UPDATED 15:46 EDT / NOVEMBER 01 2011

NEWS

Gerald Kleyn in theCube on HP’s Labs Discovery at Project Moonshot Press Event

Dave Vellante and John Furrier interviewed Gerald Kleyn, Program Director, Hyperscale Engineering, about how HP’s Lab Discovery assists customers when it comes to partner’s new solutions and chips. He’s speaking after the press gathering involving HP’s Project Moonshot. The initiative involves low-power chips that will bring server-scale and enterprise chips not only into the cloud, but add responsible green engineering that will lower costs and energy consumption.

“What we’ve been doing with a lot of our Hyperscale customers since we’ve had that unit, is bring in some of our top customers and have them run unit tests against our servers,” Kleyn said. They then use that to tweak and prepare servers for future expectations. He’s hoping to open up the Discovery Labs for customers to come in and try different architectures, specially the low-power chips.

He says that they’ve been tuning traditional products for large scale customers already; and for projects like Redstone they’ve been coupling partners and the Pathfinder program to help tune and prepare the next solution set. It’s not about just throwing code out there, but bringing both customers and partners into the game and get the R&D into the field so that customers can understand how the product works.

Furrier asked about how customers get in on the Discovery Lab techniques. Customers can get into the lab by invitation through the marketing department.

The first Discovery Lab will be open in January in Houston; later in the year Kleyn expects it to expand worldwide.

“We have a very open environment that they can come in and register some time,” he says. “They can run their workloads, look at the power usage…”

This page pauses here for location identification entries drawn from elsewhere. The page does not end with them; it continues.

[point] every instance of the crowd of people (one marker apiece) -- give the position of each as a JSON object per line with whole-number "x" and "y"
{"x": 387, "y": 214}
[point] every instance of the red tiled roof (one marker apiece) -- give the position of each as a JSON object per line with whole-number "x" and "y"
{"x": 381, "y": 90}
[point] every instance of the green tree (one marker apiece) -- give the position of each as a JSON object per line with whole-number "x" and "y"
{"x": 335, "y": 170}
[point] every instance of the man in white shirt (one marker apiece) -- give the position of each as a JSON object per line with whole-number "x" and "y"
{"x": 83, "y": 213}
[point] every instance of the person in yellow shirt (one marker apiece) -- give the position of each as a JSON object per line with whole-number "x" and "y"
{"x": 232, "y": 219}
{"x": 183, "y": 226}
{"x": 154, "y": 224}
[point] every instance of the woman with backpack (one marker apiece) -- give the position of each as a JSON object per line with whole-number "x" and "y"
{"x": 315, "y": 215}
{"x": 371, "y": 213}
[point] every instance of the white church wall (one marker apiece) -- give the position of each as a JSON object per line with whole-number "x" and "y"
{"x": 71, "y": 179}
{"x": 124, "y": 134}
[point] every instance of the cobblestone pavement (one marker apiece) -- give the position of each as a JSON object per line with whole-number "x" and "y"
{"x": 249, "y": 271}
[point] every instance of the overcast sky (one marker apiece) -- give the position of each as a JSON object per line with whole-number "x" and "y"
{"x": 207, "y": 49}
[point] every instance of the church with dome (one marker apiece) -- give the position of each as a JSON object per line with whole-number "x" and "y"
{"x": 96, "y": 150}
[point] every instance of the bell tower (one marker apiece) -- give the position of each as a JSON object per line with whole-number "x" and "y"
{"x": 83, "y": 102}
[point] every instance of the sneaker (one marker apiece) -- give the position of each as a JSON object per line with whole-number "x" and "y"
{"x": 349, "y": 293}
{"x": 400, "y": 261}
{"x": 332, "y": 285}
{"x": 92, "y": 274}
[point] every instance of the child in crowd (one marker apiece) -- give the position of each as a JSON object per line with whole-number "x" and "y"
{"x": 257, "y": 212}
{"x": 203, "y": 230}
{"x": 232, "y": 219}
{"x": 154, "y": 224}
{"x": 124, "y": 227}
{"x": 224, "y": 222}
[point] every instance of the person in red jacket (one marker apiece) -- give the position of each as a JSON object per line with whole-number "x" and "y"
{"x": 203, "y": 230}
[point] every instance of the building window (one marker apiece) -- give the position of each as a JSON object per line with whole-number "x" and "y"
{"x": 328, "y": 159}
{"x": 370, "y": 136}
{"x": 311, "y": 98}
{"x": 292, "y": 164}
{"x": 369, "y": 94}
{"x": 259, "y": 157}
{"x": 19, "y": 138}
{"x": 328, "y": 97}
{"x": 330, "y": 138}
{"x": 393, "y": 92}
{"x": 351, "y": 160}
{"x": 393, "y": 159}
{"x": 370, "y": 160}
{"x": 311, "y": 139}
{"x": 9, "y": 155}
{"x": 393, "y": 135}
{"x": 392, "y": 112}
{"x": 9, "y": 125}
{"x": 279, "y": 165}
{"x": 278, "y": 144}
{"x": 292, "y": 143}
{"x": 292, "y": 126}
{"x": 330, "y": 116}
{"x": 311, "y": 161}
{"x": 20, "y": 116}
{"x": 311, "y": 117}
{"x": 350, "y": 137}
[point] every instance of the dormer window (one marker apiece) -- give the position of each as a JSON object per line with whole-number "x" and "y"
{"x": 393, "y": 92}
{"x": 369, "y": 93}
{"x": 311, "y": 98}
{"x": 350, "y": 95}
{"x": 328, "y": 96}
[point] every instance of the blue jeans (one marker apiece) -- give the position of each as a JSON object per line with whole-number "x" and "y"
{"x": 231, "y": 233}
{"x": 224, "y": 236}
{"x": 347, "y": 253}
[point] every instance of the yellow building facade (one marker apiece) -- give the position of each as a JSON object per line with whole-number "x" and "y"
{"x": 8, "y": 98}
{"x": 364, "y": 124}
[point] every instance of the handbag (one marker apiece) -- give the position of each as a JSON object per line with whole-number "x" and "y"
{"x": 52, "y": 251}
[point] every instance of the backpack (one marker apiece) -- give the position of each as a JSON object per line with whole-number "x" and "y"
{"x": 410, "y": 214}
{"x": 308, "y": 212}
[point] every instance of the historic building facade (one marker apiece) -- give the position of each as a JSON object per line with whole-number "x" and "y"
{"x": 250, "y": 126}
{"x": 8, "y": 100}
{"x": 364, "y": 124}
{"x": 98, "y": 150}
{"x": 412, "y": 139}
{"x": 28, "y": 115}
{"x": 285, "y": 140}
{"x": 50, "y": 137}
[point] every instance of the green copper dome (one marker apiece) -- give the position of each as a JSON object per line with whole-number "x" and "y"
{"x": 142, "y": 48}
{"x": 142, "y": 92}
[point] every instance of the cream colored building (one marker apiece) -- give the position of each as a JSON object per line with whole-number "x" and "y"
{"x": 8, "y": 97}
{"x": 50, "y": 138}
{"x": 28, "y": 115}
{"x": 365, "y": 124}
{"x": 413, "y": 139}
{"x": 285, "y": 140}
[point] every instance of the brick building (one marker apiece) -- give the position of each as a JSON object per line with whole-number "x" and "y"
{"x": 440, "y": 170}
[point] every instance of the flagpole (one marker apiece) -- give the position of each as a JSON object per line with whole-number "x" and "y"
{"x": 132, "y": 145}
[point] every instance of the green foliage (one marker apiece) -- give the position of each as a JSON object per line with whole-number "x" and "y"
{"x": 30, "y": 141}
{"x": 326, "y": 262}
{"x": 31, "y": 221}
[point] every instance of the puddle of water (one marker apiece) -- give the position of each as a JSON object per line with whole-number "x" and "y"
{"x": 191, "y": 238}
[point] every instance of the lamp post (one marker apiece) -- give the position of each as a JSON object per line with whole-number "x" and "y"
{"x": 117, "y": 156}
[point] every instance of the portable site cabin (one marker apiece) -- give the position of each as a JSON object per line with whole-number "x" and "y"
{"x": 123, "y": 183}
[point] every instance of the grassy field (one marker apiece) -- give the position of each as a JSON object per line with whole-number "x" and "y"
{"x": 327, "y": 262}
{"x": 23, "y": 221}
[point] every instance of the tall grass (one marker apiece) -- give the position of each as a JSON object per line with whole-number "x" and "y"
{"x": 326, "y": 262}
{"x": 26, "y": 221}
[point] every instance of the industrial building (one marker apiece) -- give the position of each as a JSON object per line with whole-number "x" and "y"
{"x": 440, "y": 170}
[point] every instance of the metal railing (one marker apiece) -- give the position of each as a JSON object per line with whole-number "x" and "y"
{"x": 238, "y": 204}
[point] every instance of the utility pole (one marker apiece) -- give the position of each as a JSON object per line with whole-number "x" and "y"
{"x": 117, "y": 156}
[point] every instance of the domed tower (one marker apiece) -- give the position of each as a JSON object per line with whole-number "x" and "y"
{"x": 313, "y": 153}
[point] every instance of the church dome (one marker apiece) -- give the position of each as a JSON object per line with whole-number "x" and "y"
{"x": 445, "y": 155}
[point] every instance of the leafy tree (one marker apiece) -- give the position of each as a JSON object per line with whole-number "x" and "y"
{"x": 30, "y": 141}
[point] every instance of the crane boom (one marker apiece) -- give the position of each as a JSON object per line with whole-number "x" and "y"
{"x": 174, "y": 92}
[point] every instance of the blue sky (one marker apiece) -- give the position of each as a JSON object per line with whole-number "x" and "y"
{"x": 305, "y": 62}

He explains that it’s all about power. How variation in power will really drive this industry. That customers want to see how the results will affect their solutions in a real-world problem, not just on a single sever, or a small set; but they want to see an entire rack in operation with the solution running on it. The Discovery Lab will make this available for customer workloads and allow them to type of what kind of power solutions and infrastructure they need using the new HP low-power chips.

He says that especially with Redstone they’ve been seeing a demonstrably lowered power bill and a lot of good things coming out of their labs which is why they are so looking forward to opening it up to customers.

Over the next year, Kleyn expects to import further products into the lab and expand with even more partners. There may only be one program and lab to start, but slowly they’ll be building them out across the world as they expand.